PCA — how to choose the number of components?

In this article, I am going to show you how to choose the number of principal components when using principal component analysis for dimensionality reduction.

In the first section, I am going to give you a short answer for those of you who are in a hurry and want to get something working. Later, I am going to provide a more extended explanation for those of you who are interested in understanding PCA.

Short answer

Don’t do it. Don’t choose the number of components manually. Instead of that, use the option that allows you to set the variance of the input that is supposed to be explained by the generated components.

Remember to scale the data to the range between 0 and 1 before using PCA!

from sklearn.preprocessing import MinMaxScaler
scaler = MinMaxScaler()
data_rescaled = scaler.fit_transform(data)

Typically, we want the explained variance to be between 95–99%. In Scikit-learn we can set it like this:

//95% of variance
from sklearn.decomposition import PCA
pca = PCA(n_components = 0.95)
pca.fit(data_rescaled)
reduced = pca.transform(data_rescaled)

or

//99% of variance
from sklearn.decomposition import PCA
pca = PCA(n_components = 0.99)
pca.fit(data_rescaled)
reduced = pca.transform(data_rescaled)

Long answer

How PCA works

First, the PCA algorithm is going to standardize the input data frame, calculate the covariance matrix of the features.

Now, let’s try to imagine that every value from the covariance matrix is a vector. That vector indicates a direction in the n-dimensional space (n is the number of features in the original data frame). What is a vector? We can imagine that as an “arrow” pointing in some direction in that n-dimensional space.

Those vectors can be “averaged” by generating another vector that “points” more or less in the same direction as all of those averaged vectors. We call it an eigenvector. It also has a value (let’s imagine it as a “length” of the “arrow”) that is correlated with the number of vectors averaged by the eigenvector (the more averaged covariance vectors, the larger the eigenvalue).
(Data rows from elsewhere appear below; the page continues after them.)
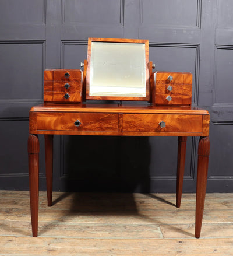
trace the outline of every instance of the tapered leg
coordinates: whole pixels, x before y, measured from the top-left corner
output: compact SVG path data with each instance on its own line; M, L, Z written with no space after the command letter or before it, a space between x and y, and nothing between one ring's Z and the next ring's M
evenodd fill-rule
M199 238L203 216L204 199L207 181L210 139L201 137L198 146L197 180L196 198L195 237Z
M52 206L54 135L45 135L46 185L48 206Z
M36 135L29 134L28 140L29 175L33 236L38 232L39 201L39 141Z
M181 206L183 188L183 174L185 173L186 144L187 137L178 137L178 153L177 157L176 180L176 207Z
After that, we sort the eigenvectors by their eigenvalues. Remember that we have already chosen the cut off point (the desired variance that is supposed to be explained by the principal components). It means we can select the eigenvectors which add up to the desired threshold of explained variance.

Now, we multiply the standardized feature data frame by the matrix of principal components, and as a result, we get the compressed representation of the input data.

There is a great article written by Zakaria Jaadi, who explains PCA and shows step-by-step how to calculate the result.

How to select the number of components

Now, we know that the principal components explain a part of the variance. From the Scikit-learn implementation, we can get the information about the explained variance and plot the cumulative variance.

pca = PCA().fit(data_rescaled)

% matplotlib inline
import matplotlib.pyplot as plt
plt.rcParams["figure.figsize"] = (12,6)

fig, ax = plt.subplots()
xi = np.arange(1, 11, step=1)
y = np.cumsum(pca.explained_variance_ratio_)

plt.ylim(0.0,1.1)
plt.plot(xi, y, marker='o', linestyle='--', color='b')

plt.xlabel('Number of Components')
plt.xticks(np.arange(0, 11, step=1)) #change from 0-based array index to 1-based human-readable label
plt.ylabel('Cumulative variance (%)')
plt.title('The number of components needed to explain variance')

plt.axhline(y=0.95, color='r', linestyle='-')
plt.text(0.5, 0.85, '95% cut-off threshold', color = 'red', fontsize=16)

ax.grid(axis='x')
plt.show()

On the plotted chart, we see what number of principal components we need.

In this case, to get 95% of variance explained I need 9 principal components.